Probate, technically, is filing the Will with the court, so that the court can make a binding, legal determination that the document submitted is the final Will of the decedent. Usually this process is tied to the court’s appointment of a Personal Representative (the term used in Arizona for an “executor”). The appointment gives an individual or corporation the legal ability to act for the person who died. For example, if Mr. Jones dies owning his home, just in his name, then the legal appointment of the Personal Representative, as part of the probate process, is necessary so the person appointed can legally transfer or sell Mr. Jones’s home.

How Can You Avoid Probate?

There are various ways probate can be avoided.
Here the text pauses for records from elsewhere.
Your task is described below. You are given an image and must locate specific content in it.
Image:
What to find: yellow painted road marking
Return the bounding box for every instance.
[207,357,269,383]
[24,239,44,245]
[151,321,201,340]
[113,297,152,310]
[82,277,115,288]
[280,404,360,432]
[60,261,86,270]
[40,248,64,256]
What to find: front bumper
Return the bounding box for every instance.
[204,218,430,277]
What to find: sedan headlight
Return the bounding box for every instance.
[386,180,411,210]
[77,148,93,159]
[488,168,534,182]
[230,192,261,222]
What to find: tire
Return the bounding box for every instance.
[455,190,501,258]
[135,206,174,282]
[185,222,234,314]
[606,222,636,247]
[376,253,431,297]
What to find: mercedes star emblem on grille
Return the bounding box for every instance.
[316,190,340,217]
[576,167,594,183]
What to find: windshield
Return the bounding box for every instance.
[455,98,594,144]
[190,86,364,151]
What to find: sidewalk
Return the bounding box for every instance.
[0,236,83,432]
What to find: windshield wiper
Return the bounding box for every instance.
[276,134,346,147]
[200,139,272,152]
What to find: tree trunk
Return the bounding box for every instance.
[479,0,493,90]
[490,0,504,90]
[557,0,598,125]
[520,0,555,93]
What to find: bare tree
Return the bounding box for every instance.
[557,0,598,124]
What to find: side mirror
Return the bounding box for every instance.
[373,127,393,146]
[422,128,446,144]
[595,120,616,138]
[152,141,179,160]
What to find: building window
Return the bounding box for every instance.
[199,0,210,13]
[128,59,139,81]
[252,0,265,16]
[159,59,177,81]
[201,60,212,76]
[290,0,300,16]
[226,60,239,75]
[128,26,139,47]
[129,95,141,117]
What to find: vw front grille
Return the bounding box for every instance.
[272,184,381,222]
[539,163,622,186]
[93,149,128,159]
If an individual has assets under certain limits ($75,000 is the general threshold for personal property, and $100,000 is the limit for real estate) in his or her own name at death, the court appointment of a Personal Representative and probate will not be necessary.

There are also planning techniques that pass assets outside of probate. Assets naming individuals directly through beneficiary designations will pass directly and not be involved in the court administration. For instance, IRA’s or life insurance policies with beneficiaries won’t require probate, nor will bank or brokerage accounts with specifically named beneficiaries at death, frequently referred to by designations like “POD” or “TOD.” Arizona even allows a Beneficiary Deed to be recorded on real estate, which serves the same purpose. Assets held in joint tenancy or community property with right of survivorship automatically pass to the surviving owner.

Finally, assets properly funded into a Revocable Trust prior to death will also avoid the probate process. This technique allows the most comprehensive planning for a wide range of beneficiaries, handling distributions for minors, continuing trusts for beneficiaries, and a variety of complexities that aren’t always practical for beneficiary designations.

To illustrate, if a client’s estate is to be distributed to four different charities, and seven different individuals in varying shares, direct beneficiary designations may not be very practical, and may cause more problems and complexity than an actual probate proceeding.

What is the Real Cost of Probate?

The general difference between having to file a probate proceeding for appointment of a Personal Representative, at least in Arizona, is money, namely, the court costs and attorney fees to get court authority for administration. Under current fees and costs, we estimate the total additional costs of filing a probate (compared to avoiding it with a fully funded Revocable Trust) is about $4,000, and those fees are generally unrelated to the value of the estate.

It can make sense to avoid this step and save this money, but compared to most of the other factors and concerns in estate planning, it may be toward the bottom of your priorities. In Arizona, with an original Will, a probate can be opened fairly quickly, appointment made within a few weeks. While it will take at least four months to completely finalize, assets can be sold in the meantime, and the waiting period protects the beneficiaries from future creditors and will contests once it is over. Actual court appearances can usually be avoided in straight-forward situations.

The More States . . . The More Costs

It should be noted that other states may have probate proceedings that are far more expensive, time consuming, and cumbersome than Arizona. Some have “fee schedules” under which the state takes a percentage of the total asset value, while others require in-person court appearances and lengthy delays prior to appointment. A probate in other jurisdictions may be $20,000, or even $50,000. If a client dies as a resident of Arizona, but has real estate located in other states that is not held in a Trust or in another probate-avoiding manner, some form of a probate must be done in each state. This can quickly become a far bigger issue than only having to file an Arizona probate.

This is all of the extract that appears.